Vocabulary that will help you understand this section

• atrophy
• autonomic nervous system
• biochemical
• central nervous system
• circadian
• physiological
• vestibular

Space neuroscience is a special area of space life sciences that seeks to understand the effects of space flight on the nervous system, and to use the microgravity environment of space to better understand how the nervous system functions under normal gravitational forces. In the past, space life sciences focused mainly on the health, safety and performance of the astronauts. Over the past decade, however, NASA Shuttle missions created new opportunities to develop the speciality called "space neuroscience," and to design Earth-based research to improve techniques and designs for conducting neuroscience experiments in space. As more astronauts of both genders fly in space for longer periods of time, we will be further able to expand our understanding of gravitational forces in space, to learn more about normal function and disease, and to contemplate more accurately the origins of human life.

The central theme of all space life sciences is the shift from Earth's gravity to the microgravity environment of space. All living systems on Earth have evolved in the presence of gravity, and all biological systems have methods and structures to interpret Earth's gravitational force. Space life sciences has produced a significant body of evidence to suggest that gravity directly affects the human body at the cellular level. Over 300 people have experienced life in microgravity, and space scientists have described a wide range of physiological changes, including "facial puffiness," congestion, decreased body weight, and post-flight reduction in aerobic power during exercise, motion sickness during the first three to four days in space, muscle atrophy and weakness.

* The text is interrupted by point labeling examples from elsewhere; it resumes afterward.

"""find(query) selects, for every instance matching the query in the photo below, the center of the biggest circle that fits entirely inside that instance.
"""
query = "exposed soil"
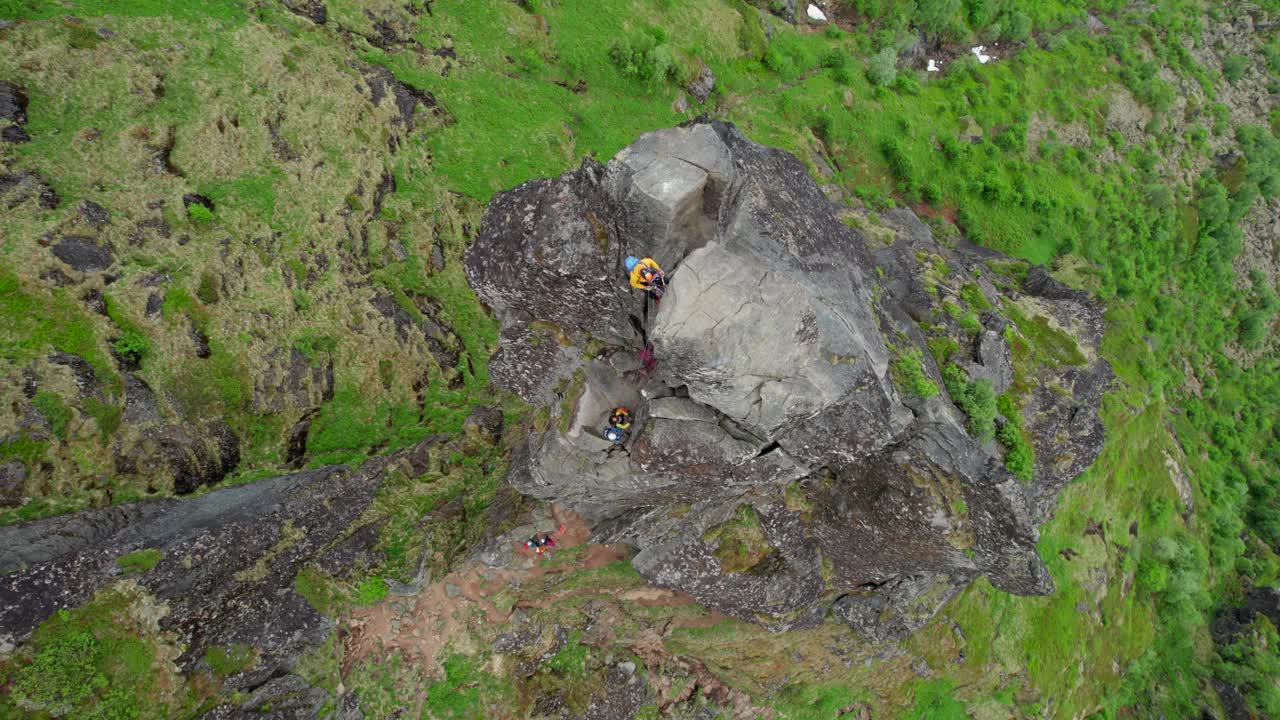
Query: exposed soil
(442, 609)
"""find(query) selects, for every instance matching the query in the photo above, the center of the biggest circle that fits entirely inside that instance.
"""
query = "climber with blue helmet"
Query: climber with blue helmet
(645, 274)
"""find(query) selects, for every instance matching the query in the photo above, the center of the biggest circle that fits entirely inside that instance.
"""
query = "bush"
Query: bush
(208, 290)
(909, 373)
(882, 68)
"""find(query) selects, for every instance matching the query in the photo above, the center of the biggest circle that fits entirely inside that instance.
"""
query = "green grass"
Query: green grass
(910, 377)
(739, 542)
(229, 660)
(467, 692)
(141, 561)
(95, 661)
(370, 591)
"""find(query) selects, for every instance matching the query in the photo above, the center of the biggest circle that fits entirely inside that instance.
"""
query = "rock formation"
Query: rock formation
(791, 451)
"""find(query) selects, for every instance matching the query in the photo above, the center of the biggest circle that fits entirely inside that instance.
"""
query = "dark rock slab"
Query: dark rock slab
(772, 387)
(702, 86)
(82, 254)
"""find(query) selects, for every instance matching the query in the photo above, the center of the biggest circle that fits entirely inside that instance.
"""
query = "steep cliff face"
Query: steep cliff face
(833, 422)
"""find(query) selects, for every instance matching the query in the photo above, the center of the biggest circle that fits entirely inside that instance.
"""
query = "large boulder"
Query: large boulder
(795, 443)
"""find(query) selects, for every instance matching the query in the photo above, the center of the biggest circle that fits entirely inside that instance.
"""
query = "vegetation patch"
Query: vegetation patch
(739, 542)
(910, 376)
(1051, 346)
(97, 661)
(225, 661)
(140, 561)
(977, 400)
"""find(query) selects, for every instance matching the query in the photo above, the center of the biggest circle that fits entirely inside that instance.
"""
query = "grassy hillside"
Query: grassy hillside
(1130, 147)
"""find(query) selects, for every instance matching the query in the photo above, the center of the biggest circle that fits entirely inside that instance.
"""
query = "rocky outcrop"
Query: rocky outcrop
(225, 564)
(794, 450)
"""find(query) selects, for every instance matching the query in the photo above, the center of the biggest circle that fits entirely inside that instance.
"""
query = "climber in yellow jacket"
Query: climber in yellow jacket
(645, 274)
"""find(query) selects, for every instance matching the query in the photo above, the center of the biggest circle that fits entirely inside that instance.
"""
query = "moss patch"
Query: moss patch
(740, 542)
(140, 561)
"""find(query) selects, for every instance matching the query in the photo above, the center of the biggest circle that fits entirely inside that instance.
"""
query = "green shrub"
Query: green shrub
(55, 411)
(225, 661)
(644, 57)
(199, 214)
(132, 345)
(882, 68)
(140, 561)
(1233, 68)
(977, 400)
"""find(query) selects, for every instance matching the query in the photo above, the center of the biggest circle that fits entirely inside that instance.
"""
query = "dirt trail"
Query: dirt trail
(421, 625)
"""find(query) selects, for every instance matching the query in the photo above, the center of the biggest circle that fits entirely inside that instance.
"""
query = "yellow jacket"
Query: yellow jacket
(636, 273)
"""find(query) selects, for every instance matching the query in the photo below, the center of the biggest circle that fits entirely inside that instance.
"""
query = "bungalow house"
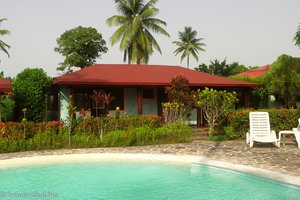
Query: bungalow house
(137, 89)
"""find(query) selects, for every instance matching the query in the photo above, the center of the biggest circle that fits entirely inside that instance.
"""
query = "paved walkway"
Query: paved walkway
(285, 160)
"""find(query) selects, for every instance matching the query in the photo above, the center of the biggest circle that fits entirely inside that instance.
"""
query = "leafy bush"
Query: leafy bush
(131, 130)
(30, 88)
(6, 109)
(280, 119)
(215, 105)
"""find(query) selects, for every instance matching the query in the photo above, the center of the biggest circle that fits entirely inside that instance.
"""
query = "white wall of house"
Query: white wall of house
(130, 104)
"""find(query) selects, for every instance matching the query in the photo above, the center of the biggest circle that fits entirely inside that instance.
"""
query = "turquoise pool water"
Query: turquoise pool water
(136, 180)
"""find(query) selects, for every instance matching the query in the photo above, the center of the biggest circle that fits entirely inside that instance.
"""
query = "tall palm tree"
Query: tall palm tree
(135, 24)
(3, 45)
(188, 44)
(297, 37)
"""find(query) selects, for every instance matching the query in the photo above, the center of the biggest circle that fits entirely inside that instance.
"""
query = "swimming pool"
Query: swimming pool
(142, 179)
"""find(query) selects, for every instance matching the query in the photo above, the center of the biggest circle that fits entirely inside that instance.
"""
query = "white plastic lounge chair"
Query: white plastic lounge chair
(260, 130)
(295, 131)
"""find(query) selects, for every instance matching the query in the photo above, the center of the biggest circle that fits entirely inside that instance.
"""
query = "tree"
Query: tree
(221, 68)
(3, 45)
(216, 67)
(215, 105)
(30, 88)
(283, 80)
(135, 24)
(80, 46)
(297, 37)
(188, 44)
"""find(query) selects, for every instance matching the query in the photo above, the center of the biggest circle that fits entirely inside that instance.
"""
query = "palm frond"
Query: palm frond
(116, 20)
(118, 34)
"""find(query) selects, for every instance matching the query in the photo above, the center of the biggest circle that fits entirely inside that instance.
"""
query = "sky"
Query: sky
(251, 32)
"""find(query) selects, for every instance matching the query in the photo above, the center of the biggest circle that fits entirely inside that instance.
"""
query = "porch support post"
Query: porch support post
(247, 98)
(140, 100)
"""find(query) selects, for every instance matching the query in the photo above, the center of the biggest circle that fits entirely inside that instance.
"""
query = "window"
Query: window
(99, 106)
(148, 93)
(82, 100)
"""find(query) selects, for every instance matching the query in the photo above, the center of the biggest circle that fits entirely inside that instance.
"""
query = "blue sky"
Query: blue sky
(251, 32)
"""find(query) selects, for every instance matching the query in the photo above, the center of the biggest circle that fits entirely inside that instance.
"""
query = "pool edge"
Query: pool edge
(168, 158)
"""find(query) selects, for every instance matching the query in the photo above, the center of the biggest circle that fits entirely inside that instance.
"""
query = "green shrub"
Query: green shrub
(30, 87)
(280, 119)
(53, 135)
(7, 109)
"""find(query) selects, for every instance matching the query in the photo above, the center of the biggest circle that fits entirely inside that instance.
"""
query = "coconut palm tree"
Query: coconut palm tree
(297, 37)
(135, 24)
(188, 44)
(3, 45)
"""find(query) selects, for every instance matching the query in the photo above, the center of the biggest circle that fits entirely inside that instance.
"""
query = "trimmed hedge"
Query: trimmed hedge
(280, 119)
(118, 131)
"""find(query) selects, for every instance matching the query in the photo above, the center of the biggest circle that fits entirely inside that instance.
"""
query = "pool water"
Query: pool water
(136, 180)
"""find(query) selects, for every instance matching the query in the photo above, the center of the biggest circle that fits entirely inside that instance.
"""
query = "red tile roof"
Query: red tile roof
(142, 75)
(5, 85)
(255, 72)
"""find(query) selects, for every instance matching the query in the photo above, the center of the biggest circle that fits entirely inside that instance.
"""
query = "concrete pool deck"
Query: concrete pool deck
(282, 164)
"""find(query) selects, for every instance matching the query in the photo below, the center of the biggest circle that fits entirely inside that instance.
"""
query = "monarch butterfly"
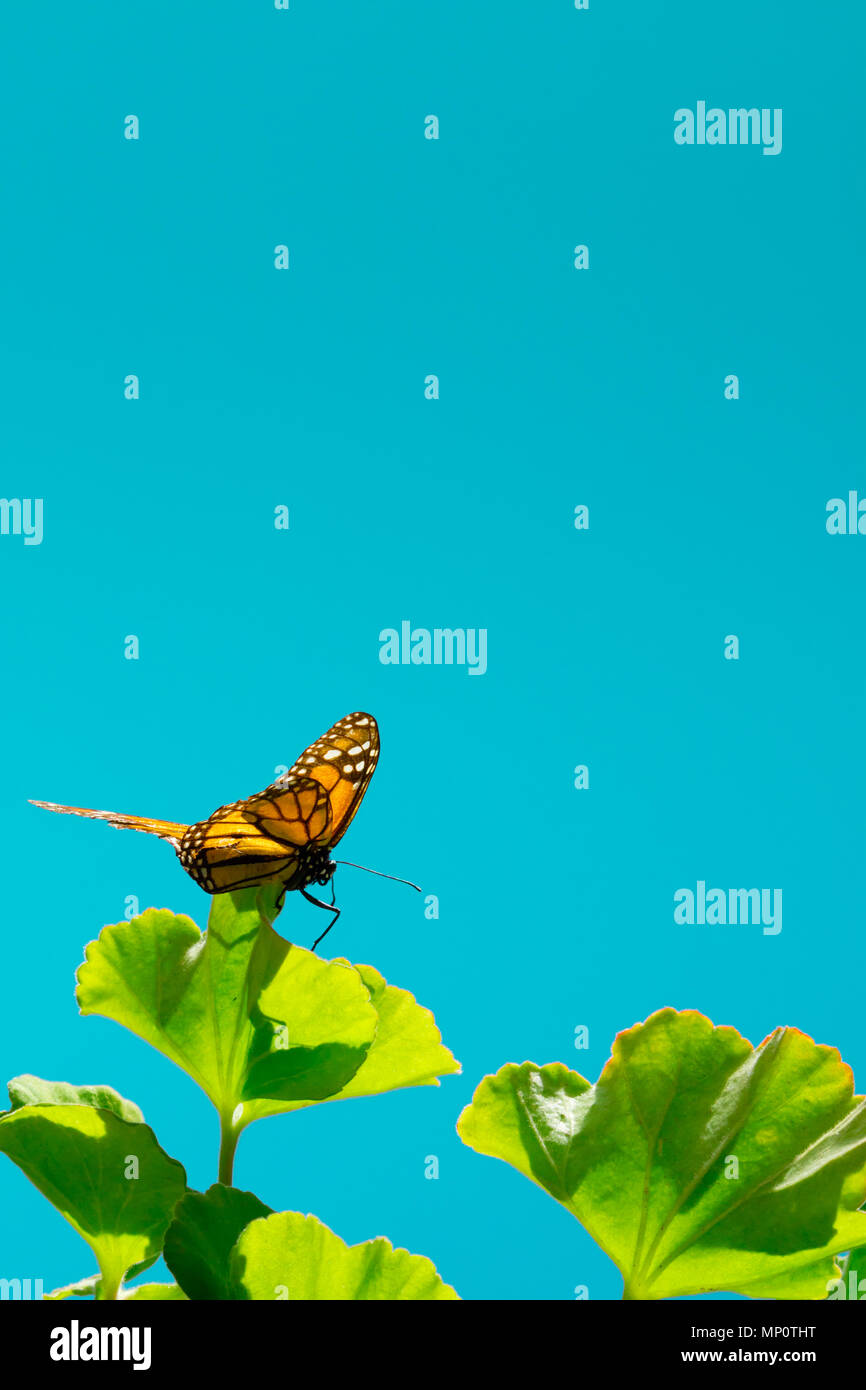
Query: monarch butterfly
(284, 833)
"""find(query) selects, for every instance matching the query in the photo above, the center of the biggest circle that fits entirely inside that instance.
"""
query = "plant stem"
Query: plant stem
(228, 1143)
(109, 1287)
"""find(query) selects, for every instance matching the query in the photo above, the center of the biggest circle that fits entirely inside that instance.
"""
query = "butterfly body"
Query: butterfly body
(284, 834)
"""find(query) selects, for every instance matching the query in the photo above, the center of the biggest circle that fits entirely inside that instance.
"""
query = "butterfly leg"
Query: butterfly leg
(328, 906)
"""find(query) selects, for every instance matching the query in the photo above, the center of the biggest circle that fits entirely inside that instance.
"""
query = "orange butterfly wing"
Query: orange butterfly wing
(227, 852)
(314, 802)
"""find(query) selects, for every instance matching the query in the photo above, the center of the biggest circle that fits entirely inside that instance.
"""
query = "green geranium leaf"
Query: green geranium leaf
(104, 1173)
(84, 1289)
(153, 1293)
(293, 1257)
(248, 1015)
(851, 1283)
(407, 1047)
(32, 1090)
(200, 1237)
(697, 1161)
(263, 1026)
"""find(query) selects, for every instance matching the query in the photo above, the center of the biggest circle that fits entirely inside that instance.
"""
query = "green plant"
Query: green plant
(263, 1027)
(697, 1161)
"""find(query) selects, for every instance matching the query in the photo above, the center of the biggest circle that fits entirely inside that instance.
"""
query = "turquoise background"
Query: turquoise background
(558, 388)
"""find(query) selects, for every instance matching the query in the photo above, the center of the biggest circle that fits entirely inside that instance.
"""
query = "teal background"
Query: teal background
(558, 388)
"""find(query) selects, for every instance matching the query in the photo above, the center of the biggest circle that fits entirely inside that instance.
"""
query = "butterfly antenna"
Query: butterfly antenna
(378, 873)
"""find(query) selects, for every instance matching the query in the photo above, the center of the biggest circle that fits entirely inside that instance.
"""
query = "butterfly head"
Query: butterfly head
(317, 865)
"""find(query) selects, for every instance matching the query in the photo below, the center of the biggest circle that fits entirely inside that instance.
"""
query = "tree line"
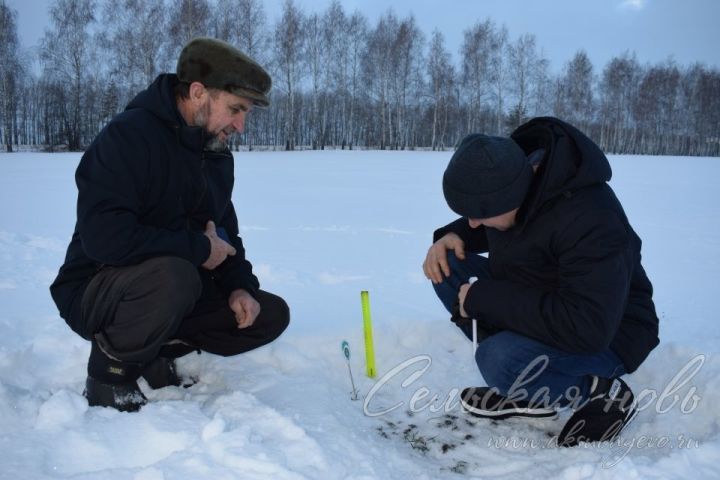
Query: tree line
(341, 82)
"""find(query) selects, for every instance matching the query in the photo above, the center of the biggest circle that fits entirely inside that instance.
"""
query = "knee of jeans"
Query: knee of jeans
(453, 261)
(494, 359)
(177, 278)
(282, 319)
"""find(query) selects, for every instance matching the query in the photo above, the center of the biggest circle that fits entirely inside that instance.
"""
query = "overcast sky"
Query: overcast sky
(686, 30)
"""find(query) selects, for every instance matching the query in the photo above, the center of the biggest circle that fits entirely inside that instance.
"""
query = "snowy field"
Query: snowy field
(320, 227)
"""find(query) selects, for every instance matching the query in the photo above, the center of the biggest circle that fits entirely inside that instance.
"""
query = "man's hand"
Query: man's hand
(435, 264)
(219, 248)
(246, 308)
(461, 298)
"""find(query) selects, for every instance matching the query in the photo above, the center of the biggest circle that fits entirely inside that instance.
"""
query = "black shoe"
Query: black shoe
(112, 383)
(485, 402)
(125, 397)
(162, 372)
(610, 408)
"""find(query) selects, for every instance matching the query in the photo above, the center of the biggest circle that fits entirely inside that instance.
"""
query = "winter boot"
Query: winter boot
(112, 383)
(610, 407)
(485, 402)
(162, 371)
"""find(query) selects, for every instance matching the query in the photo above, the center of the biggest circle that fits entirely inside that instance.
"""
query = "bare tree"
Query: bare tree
(132, 44)
(357, 30)
(441, 74)
(475, 61)
(524, 64)
(574, 95)
(67, 53)
(618, 90)
(242, 23)
(187, 19)
(288, 47)
(11, 73)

The experiments that are planned for the 1998 Neurolab Shuttle mission will add significant new information on the mechanisms responsible for some of these changes, so that interventions, called "countermeasures," can be developed to prevent or lessen the effects on crews. Several Neurolab experiments will address factors influencing sleep as well as explore the effects of microgravity on the central nervous system. Animal studies will investigate effects of the space environment on the circadian timing system and examine changes in brain regions that regulate sleep and circadian rhythms. Experiments with the crew will study the relationship between microgravity-induced changes in respiration and sleep and test the efficacy of melatonin as a hypnotic to aid sleep.

A variety of species, including rats, mice, and toad fish, zebra fish, crickets, and snails will be used to investigate the effects of the space environment on the nervous system. Neurolab scientists chose the specie that was considered most appropriate for studying the function to be investigated. Many of the experiments using animals complement studies that are to be conducted with the crew. Some of the experiments will give us greater understanding of the biochemical, cellular, and molecular mechanisms that underlie the phenomena to be studied in the human subjects, while other animal studies will focus on the role of gravity in the development of the nervous system.

Space neuroscience experiments are challenging scientists to rethink scientific methodology and to come up with new techniques because of the unique characteristics that define how experiments can be done on very small samples, the limitations of time and work space on the spacecraft, and the difficulties inherent in training astronauts to be pilots of the spacecraft and scientists at the same time.

The Neurolab shuttle mission science payload focuses on the effects of weightlessness and other aspects of the space environment on six areas of the central nervous system: (i) developmental and cellular neurobiology, (ii) vestibular function, (iii) spatial orientation and visuo-motor performance, (iv) autonomic nervous system regulation, (v) sleep and circadian rhythms, and (vi) learning and behavior.